S'arrêter quelques temps sur la beauté, la profondeur d'un texte qui nous parle d'une chose si simple, la sonnerie du réveil avec cette sensation de vide que nous ressentons tous en ouvrant les yeux et en abandonnant nos rêves .... parfois le vide et le néant ... parfois un rideau qui se lève sur une nouvelle représentation ....
Faire un peu de tourisme, dans le bois de la Havane où le crime d'un travesti aurait eu lieu, il s'agit du "bosque de la havana" un endroit tres agréable de jour, lieu de rencontre des homosexuels le soir ....
Découvrir la politique anti homophobie ... la castration économique de ces gens là, la castration artistique de ces gens là .... les faire disparaître pas forcément physiquement mais ils sont tenus au silence, à l'oubli ... (*)
Réfléchir sur ce que représente le transformisme, non pas comme un voyeur, comme une provocation mais essayer de comprendre les motivations, ce qui fait qu'ils font ce qu'ils font parce que cela correspond à un besoin profond ....

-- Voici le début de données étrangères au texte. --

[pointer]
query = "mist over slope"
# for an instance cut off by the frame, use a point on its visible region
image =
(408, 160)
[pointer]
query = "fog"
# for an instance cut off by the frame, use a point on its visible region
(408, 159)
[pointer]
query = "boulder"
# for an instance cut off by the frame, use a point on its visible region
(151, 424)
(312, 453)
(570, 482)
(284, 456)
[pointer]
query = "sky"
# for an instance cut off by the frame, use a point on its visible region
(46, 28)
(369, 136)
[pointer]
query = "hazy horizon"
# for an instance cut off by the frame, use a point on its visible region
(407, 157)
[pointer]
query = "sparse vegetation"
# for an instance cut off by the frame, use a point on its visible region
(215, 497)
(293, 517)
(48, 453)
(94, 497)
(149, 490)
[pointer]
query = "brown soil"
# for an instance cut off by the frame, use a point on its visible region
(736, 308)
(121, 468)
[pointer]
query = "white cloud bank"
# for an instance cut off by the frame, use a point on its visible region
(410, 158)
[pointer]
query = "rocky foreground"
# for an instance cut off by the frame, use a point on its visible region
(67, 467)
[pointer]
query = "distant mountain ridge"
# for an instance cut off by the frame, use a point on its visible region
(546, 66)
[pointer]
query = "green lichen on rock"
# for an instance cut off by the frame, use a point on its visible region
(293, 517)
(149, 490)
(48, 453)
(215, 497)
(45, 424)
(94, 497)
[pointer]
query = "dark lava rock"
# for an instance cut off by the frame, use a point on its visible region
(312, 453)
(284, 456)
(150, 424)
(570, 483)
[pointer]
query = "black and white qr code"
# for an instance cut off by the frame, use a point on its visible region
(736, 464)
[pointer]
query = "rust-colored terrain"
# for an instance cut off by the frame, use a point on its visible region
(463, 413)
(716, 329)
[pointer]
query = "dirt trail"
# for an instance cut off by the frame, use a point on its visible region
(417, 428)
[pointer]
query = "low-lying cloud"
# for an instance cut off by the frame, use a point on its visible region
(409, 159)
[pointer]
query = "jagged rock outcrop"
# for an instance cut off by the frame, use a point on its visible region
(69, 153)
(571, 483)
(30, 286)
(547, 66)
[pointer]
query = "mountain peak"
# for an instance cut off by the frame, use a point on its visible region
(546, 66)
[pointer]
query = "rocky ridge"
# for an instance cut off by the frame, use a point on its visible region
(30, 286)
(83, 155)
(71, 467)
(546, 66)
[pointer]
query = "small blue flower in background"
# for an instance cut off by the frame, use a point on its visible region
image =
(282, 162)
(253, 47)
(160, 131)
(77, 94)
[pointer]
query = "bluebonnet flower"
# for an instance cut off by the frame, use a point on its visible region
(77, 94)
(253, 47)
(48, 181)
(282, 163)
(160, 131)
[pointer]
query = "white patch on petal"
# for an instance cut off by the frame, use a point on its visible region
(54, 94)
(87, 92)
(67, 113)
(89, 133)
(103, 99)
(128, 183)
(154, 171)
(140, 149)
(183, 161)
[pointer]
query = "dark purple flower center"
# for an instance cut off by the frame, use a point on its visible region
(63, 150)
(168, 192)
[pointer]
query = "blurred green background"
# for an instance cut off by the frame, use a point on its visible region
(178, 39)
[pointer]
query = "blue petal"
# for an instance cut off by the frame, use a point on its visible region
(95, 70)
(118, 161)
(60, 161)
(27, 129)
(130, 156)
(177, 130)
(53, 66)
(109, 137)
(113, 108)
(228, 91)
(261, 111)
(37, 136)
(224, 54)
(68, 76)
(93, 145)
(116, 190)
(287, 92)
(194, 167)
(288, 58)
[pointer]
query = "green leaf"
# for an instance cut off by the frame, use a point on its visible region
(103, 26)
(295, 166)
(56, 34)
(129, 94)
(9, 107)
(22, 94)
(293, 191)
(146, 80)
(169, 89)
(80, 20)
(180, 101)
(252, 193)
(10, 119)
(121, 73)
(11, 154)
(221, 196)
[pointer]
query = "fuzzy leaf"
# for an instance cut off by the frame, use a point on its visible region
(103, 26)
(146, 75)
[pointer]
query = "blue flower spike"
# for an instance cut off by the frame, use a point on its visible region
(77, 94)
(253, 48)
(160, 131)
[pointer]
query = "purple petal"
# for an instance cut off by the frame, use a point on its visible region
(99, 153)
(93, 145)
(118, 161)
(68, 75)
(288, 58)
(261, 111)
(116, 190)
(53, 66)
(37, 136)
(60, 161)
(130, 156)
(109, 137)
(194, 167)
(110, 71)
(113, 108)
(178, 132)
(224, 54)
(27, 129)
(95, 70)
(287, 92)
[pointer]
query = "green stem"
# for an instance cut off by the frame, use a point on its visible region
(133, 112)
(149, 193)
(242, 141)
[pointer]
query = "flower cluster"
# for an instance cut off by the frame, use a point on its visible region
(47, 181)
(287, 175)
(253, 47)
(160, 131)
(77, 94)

Se régaler en dégustant un plat traditionnel, le congri, plat incontournable de l'alimentation cubaine, du riz et des haricots noirs préparés ensemble dans une même casserole. (**)

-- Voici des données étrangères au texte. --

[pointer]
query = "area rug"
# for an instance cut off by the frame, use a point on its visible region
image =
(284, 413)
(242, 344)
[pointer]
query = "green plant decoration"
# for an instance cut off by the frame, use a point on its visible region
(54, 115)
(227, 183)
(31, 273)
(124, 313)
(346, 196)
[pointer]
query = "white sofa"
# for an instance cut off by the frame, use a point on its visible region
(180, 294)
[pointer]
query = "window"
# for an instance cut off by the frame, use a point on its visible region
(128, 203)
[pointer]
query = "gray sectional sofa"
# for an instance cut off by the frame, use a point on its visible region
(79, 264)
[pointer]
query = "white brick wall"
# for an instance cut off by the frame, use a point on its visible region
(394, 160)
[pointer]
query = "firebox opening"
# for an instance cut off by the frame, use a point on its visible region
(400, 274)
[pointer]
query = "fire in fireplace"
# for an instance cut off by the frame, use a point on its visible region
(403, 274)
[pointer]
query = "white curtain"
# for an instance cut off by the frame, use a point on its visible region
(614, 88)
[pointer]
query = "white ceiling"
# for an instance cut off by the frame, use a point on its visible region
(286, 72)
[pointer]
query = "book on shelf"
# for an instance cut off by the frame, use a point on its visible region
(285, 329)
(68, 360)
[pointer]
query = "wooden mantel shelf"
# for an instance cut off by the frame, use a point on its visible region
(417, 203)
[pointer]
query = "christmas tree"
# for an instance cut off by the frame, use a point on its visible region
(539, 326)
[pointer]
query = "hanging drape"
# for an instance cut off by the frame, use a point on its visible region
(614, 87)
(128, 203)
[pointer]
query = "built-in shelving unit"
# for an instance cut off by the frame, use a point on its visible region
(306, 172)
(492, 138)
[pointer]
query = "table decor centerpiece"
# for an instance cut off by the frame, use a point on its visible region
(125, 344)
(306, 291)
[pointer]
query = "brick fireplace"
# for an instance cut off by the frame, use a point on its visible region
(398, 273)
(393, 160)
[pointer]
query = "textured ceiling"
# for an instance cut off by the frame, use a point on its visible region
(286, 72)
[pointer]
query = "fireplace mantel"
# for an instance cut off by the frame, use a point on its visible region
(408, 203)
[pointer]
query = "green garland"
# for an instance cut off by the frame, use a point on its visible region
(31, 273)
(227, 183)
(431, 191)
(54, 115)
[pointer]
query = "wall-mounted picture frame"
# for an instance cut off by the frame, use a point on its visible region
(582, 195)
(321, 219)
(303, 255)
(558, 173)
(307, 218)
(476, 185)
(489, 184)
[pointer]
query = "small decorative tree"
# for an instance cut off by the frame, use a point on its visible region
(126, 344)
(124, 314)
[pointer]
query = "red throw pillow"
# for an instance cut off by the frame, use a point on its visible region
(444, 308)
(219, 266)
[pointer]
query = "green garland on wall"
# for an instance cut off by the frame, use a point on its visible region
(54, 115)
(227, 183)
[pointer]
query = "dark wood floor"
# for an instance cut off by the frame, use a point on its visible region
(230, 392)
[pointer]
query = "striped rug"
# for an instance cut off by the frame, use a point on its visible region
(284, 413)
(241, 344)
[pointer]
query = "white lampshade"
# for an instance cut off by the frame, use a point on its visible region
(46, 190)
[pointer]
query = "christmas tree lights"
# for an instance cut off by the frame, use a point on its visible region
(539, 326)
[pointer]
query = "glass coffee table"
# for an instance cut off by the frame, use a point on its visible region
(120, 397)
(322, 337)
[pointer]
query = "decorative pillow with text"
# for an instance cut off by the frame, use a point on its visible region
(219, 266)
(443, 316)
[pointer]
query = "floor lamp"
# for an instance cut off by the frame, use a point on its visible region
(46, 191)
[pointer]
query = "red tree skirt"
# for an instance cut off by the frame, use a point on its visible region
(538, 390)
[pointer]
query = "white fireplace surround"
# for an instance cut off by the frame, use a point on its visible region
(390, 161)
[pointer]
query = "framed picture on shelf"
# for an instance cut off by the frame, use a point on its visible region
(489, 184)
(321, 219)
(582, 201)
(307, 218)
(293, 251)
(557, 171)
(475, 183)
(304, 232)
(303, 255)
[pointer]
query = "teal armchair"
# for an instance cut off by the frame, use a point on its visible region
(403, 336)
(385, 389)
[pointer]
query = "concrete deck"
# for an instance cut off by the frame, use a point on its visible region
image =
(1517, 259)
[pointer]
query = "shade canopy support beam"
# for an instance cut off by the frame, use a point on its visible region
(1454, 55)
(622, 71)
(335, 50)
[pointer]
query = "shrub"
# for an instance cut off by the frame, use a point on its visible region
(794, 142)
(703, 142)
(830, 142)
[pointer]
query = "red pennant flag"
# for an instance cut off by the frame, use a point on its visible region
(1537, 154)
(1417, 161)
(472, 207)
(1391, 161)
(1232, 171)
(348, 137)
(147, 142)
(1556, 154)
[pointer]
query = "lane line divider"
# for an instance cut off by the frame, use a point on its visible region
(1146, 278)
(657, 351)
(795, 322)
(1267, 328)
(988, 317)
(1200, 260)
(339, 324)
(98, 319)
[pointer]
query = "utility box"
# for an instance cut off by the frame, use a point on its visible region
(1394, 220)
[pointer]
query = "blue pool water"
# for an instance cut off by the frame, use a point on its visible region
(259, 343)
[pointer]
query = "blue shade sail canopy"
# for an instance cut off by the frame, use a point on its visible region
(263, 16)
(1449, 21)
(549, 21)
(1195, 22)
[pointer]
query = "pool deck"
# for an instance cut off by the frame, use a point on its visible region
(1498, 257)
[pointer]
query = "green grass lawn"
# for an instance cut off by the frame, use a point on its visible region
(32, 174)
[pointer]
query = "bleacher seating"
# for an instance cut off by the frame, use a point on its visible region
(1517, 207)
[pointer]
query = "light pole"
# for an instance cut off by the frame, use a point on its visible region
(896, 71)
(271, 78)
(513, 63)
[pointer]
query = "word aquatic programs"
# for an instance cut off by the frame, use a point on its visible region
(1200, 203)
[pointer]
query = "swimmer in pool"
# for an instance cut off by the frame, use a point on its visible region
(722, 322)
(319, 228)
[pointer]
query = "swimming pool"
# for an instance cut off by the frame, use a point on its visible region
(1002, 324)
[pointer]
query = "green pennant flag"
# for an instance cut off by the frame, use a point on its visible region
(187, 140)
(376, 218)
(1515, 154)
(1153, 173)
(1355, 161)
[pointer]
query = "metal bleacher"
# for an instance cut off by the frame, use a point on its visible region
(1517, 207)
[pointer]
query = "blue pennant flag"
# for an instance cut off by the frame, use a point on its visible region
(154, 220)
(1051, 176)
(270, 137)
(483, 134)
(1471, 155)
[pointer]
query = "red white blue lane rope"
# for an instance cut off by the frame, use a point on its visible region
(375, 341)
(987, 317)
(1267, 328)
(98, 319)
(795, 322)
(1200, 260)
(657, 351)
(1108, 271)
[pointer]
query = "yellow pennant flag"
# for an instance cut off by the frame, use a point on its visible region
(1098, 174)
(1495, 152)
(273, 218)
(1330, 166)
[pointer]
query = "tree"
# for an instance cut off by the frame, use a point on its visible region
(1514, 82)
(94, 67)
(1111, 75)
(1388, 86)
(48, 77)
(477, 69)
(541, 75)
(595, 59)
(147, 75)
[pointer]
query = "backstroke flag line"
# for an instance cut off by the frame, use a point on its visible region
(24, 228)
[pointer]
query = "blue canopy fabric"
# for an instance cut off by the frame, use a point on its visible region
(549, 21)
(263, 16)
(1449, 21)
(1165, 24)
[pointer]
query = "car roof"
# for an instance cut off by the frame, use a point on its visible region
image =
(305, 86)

Dénoncer ce qu'est devenu le régime avec l'enquête sur tout le monde, l'enquête sur le flic douteux pourquoi douteux ? Juste enquêter et reprocher tout et n'importe quoi, arriver à faire douter de soi, de ses meilleurs amis ...
Apercevoir un espoir, le nouveau président Miguel Diaz-Canel, se montre favorable à la reconnaissance du mariage homosexuel et ouvre le débat ... mais l'influence de l'Église catholique et des Églises protestantes a contribué à faire reculer le gouvernement ... mais Miguel Díaz-Canel a toutefois affirmé que le mariage homosexuel pourrait être légalisé dans les prochaines années ... en 2019, la marche contre l'homophobie, qui a lieu chaque année depuis douze ans, a été interdite par les autorités ....

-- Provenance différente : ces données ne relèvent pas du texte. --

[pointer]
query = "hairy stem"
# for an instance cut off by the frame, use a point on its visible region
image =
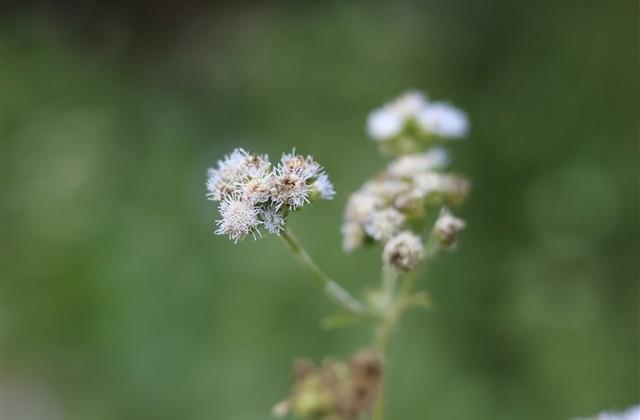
(333, 290)
(396, 304)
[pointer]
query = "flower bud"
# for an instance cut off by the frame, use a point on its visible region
(447, 228)
(403, 252)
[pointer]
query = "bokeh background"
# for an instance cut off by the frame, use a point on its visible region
(118, 302)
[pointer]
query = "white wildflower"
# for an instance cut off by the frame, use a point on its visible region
(403, 251)
(385, 189)
(389, 120)
(306, 168)
(290, 189)
(382, 225)
(447, 228)
(324, 187)
(444, 120)
(272, 220)
(411, 165)
(239, 218)
(429, 182)
(256, 189)
(233, 171)
(409, 104)
(353, 236)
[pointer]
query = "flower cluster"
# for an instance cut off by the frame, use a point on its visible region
(389, 207)
(411, 123)
(384, 208)
(334, 391)
(253, 194)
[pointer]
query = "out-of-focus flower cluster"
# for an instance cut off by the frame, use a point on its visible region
(412, 123)
(392, 206)
(254, 195)
(334, 391)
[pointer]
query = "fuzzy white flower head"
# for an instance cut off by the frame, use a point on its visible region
(323, 187)
(304, 167)
(447, 228)
(444, 120)
(233, 171)
(411, 165)
(383, 124)
(291, 190)
(409, 104)
(272, 220)
(429, 182)
(239, 218)
(382, 225)
(388, 121)
(403, 252)
(256, 189)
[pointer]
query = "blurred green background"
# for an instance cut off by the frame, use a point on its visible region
(120, 303)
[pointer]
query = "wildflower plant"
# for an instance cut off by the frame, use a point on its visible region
(406, 208)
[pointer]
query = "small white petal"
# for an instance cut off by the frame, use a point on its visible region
(444, 120)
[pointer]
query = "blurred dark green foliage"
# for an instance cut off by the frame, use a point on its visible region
(119, 302)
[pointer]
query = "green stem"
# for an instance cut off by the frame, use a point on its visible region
(396, 307)
(333, 290)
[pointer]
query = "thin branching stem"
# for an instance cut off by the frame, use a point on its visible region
(332, 289)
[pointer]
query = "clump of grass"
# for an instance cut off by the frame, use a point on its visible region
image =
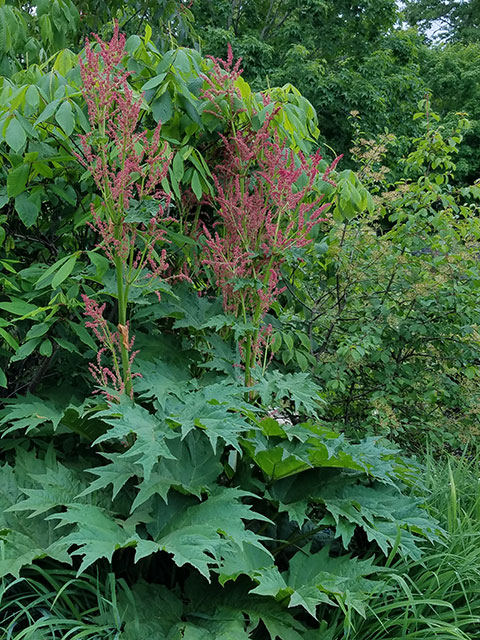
(51, 603)
(439, 595)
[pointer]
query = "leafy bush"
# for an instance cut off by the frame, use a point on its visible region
(440, 593)
(385, 311)
(195, 468)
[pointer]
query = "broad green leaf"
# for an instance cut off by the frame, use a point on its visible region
(28, 412)
(17, 180)
(151, 434)
(64, 271)
(199, 535)
(27, 208)
(53, 269)
(154, 82)
(9, 339)
(162, 108)
(97, 534)
(194, 470)
(46, 348)
(49, 110)
(18, 307)
(25, 349)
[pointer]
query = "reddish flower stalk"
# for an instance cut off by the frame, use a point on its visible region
(124, 163)
(110, 380)
(268, 203)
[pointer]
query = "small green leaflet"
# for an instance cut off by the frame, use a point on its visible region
(15, 135)
(64, 117)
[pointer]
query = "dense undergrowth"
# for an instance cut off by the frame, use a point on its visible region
(220, 351)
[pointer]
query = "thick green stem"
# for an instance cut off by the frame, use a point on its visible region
(122, 322)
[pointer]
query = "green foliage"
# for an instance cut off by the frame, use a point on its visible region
(241, 512)
(385, 311)
(440, 593)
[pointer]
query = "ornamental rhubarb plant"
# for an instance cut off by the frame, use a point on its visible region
(267, 201)
(125, 163)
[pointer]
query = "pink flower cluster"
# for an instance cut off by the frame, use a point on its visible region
(267, 203)
(123, 162)
(111, 381)
(264, 213)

Lire "Electre à La Havane" est un régal, certainement le roman le plus politique de Padura, une analyse des erreurs du régime, une condamnation de la politique de la culture qui a essayé d'etouffer dans l'oeuf, le modernisme et la créativité d'une partie de l'intelligentsia cubaine, au nom de principes réactionnaires, se voulant politiquement correct au nom du respect des valeurs, des traditions.
Finir par s'arrêter pour contempler le vol d'une colombe, "simplement prendre son vol jusqu'à se perdre dans le ciel et dans la nuit".
(*) Les homosexuels à Cuba, placés dans le vide absolu, ils n'existent plus, ils vivent dans l'oubli .... un exemple le sort de
Virgilio Piñera Llera, écrivain, poète, dramaturge, traducteur, nouvelliste, romancier, parti en 1946 pour l'Argentine. Il revient à Cuba en 1958, il sera en butte au régime castriste qui censure son oeuvre. En 1961, il est arrêté pour délit d'homosexualité pendant la nuit des trois P (pour « proxénètes, prostituées, pédérastes »). Ses publications seront interdites à partir de 1969 jusqu'à sa mort.
Selon Marcel Hatch, militant communiste et pour les droits des homosexuels, avant la révolution de 1959, “la vie des lesbiennes et des gays était marquée par un isolement extrême et une répression inscrite dans la loi et renforcée par le dogme catholique”. Il décrit le milieu clandestin des homosexuels de l'époque comme « un bouillon de prostitution pour le tourisme des États-Unis ». Il soutient que la révolution lança un processus pour l'amélioration de leur condition en proclamant l'égalité des sexes, mais que « le machisme latin, la bigoterie catholique et l'homophobie stalinienne » empêchèrent un véritable progrès dans ce sens.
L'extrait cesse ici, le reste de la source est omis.